The entire evening seemed to be imbued with a sense of mystery and the unknown. I had only been living in San Diego for about six months at that point and was with a group of four friends, all Mexican and talking to each other in Spanish (which I don’t speak), out in the middle of nowhere in Southern California on a starry December night. After arriving an hour or so early for the movie, we decided to kill time by loitering in a Best Buy across the parking lot.

As I roamed the aisles of the crowded store (it was Christmas time, mind you) it hit me that I was in a totally different world than I’d been used to in New York. I was in a huge, extremely packed store and yet there seemed to be absolutely zero chance that anybody would recognize me all the way out in the middle of this dark desert in California. Whereas, in the Staten Island Best Buy that I’d been used to, I would run into someone from my past just about every single time I was in the store.

Now I was a stranger. In a strange land. And it felt cool.

I stood playing Madden football on a huge TV set for a little while until I was hit with an urgent need to use the bathroom for number-2 purposes. My stomach was under attack. I rushed through clusters of people and aisles of electronics until I found the store’s bathroom. Each stall in the men’s room was absolutely, horrifically mutilated. Stacks of urine-drenched toilet paper covered the seats, unflushed excrement piled up in the bowl. I became enraged at humanity and burst out the bathroom door headed outside and next-door to Barnes and Noble.

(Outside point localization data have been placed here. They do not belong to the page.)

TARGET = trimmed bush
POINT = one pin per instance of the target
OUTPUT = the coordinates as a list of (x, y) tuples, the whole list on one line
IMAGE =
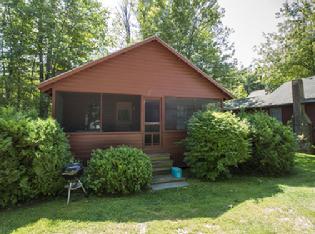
[(118, 170), (215, 142), (32, 152), (274, 145)]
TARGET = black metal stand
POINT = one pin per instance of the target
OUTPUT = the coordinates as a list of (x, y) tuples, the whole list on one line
[(74, 185)]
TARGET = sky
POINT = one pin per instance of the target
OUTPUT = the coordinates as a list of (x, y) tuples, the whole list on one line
[(249, 19)]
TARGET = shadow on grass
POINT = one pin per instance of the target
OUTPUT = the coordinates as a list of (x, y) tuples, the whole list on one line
[(200, 199)]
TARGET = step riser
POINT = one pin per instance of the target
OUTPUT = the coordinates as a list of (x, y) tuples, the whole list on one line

The atmosphere of B&N hummed the essence of a sanctuary compared to the pounding bright images of Best Buy. It was crowded but calm. Classical music played and turned my frantic jogging into a fast-paced stroll. I asked for directions to the bathroom then maneuvered a maze of shelves until I approached a wide path that led to the bathroom. Just before I entered the bathroom, a book facing me from a shelf on the right caught my eye. Its big beautiful yellow cover boasted: The Only Astrology Book You’ll Ever Need. Though time was of the essence, I had just about reached my destination so I quickly stepped off the path and peeked at this book. It was big, well-organized, and had an air of authority. It also didn’t seem gimmicky and even if it did, this was something I knew nothing about. Since it was already an adventurous night, I figured I might as well pull a George Costanza and bring it into the bathroom with me. When else would I be able to do such a thing? If a store clerk confronted me I’d just ignore them and go ahead with fulfilling my urgent need to use the bathroom.

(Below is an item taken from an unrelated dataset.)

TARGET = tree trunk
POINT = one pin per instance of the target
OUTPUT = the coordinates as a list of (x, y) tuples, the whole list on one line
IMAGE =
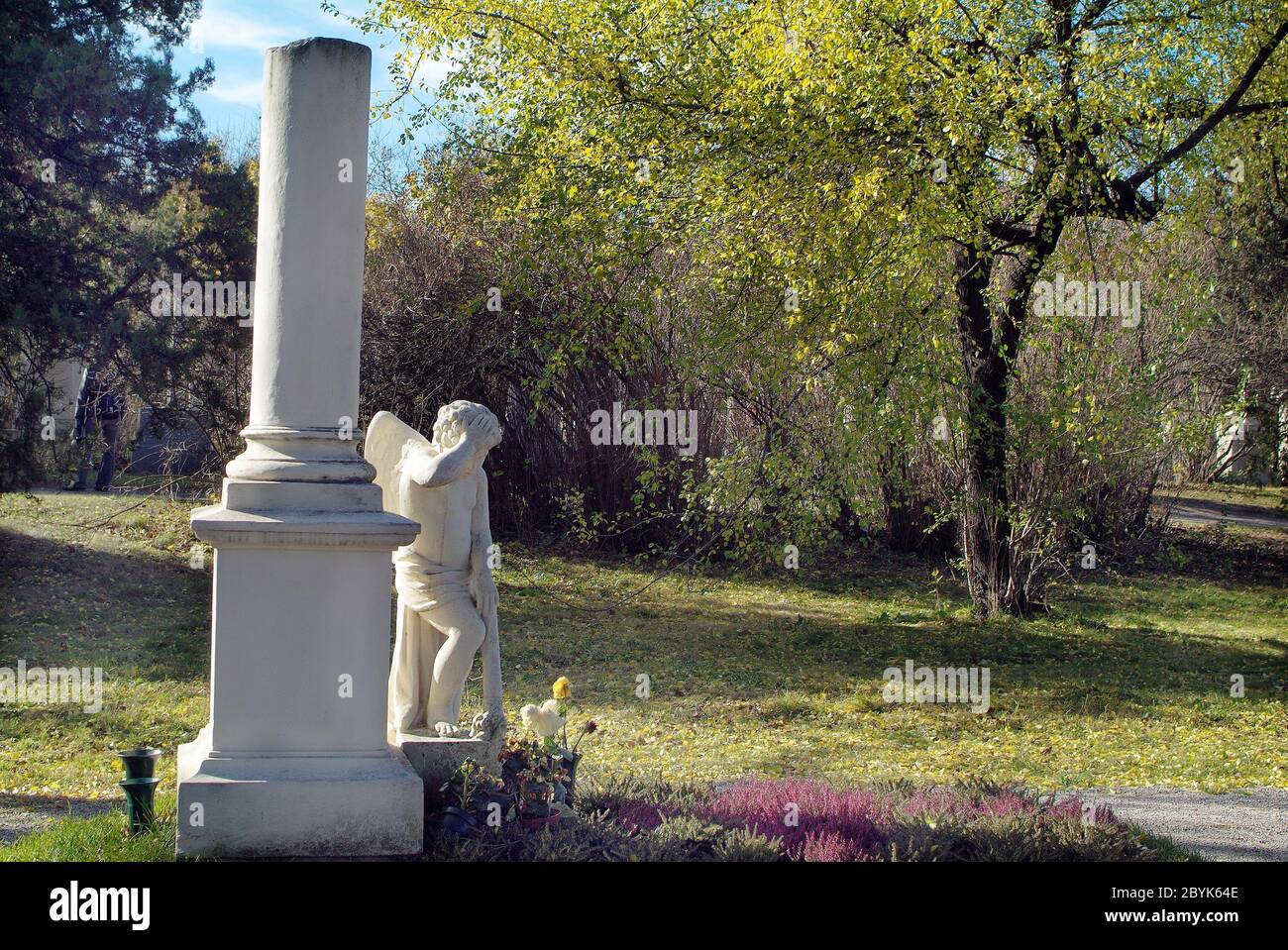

I’ll spare you any more lavatorial details. I flipped open the book and the first page I saw was from a chapter entitled “Astrology and Health” and I happened to open it on the page for my sign, Cancer. “They have delicate stomachs and digestive problems,” it stated. At that very moment I was experiencing stomach problems and I’ve had them throughout my entire life. It mentioned the Cancer’s inability to tolerate alcohol, which aggravates their sensitive stomachs, another problem I’ve dealt with. I became more interested. When the book pointed out a Cancerian susceptibility to varicose veins, an ailment which I’d experienced and had surgically corrected one year prior, I was sold. This shit is serious, I thought.

No need to flag this book because I was convinced that I needed to buy it. It has unremittingly enriched and shocked me and anyone else I’ve shown it to for two years now.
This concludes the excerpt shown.